EichlerLab / smrtsv2

Structural variant caller
MIT License
53 stars 6 forks source link

GRCh37 callset release for the data in [Audano et al 2019] #26

Closed ggstatgen closed 5 years ago

ggstatgen commented 5 years ago

Hi Peter

Bit of a long shot (and not a bug in SMRTsv2 so by all means feel free to move this where pertinent) but I was wondering if you had a GRCh37/hg19 version of the callset in your recent paper available (99k SMRTsv/2 calls from the 15 samples).

It appears the GATK liftover has significant problems with the remapping and we're losing too many calls to consider the option feasible.

I've also been thinking of lifting over your bed file here

ftp://ftp.1000genomes.ebi.ac.uk/vol1/ftp/data_collections/hgsv_sv_discovery/working/20181025_EEE_SV-Pop_1/VariantCalls_EEE_SV-Pop_1/EEE_SV-Pop_1.ALL.sites.20181204.bed.gz

But I don't know if your vcf calls were converted to minimal form before vcf->bed conversion.

Could you tell me if this was the case?

Best wishes,

paudano commented 5 years ago

I have no GRCh37 version of the SV calls. It would not surprise me if many of the SV hotspots were changed between GRCh36 and GRCh37, and so liftovers probably won't work there.

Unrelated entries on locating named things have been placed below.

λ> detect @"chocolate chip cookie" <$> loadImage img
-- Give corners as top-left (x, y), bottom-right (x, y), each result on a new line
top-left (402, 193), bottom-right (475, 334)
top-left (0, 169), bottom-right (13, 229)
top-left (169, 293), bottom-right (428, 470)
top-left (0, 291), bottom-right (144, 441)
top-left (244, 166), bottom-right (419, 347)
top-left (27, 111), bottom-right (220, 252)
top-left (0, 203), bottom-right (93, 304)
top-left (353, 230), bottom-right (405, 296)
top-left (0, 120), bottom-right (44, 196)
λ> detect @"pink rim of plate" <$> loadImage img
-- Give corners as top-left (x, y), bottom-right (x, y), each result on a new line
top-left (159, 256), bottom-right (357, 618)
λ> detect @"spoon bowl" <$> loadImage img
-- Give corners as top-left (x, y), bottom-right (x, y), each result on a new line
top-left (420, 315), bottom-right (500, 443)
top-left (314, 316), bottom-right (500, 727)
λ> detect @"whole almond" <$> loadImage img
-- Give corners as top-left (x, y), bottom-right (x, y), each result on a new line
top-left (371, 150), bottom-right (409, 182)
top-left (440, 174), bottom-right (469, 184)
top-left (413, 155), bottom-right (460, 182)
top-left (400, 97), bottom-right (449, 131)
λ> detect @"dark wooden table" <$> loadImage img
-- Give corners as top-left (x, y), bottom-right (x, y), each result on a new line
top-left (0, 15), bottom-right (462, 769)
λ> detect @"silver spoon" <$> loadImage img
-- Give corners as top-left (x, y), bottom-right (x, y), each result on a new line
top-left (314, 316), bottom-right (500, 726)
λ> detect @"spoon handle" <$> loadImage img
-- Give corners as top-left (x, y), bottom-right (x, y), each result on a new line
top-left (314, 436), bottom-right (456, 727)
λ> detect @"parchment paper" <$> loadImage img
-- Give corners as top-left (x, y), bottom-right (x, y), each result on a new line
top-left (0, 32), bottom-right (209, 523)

I assume you are losing more deletions in a liftover than you are insertions because insertions fall on one point, and deletions span many bases. You might be able to break deletions into smaller regions and lift those, but the results may not be fully correct if the reference scaffolds changed significantly.

The VCF was generated from the BED after merging and analysis. I don't know if that helps.

You could try lifting the BED with UCSC liftover and see if that gets more of them. Other than that, I don't have much good advice for this.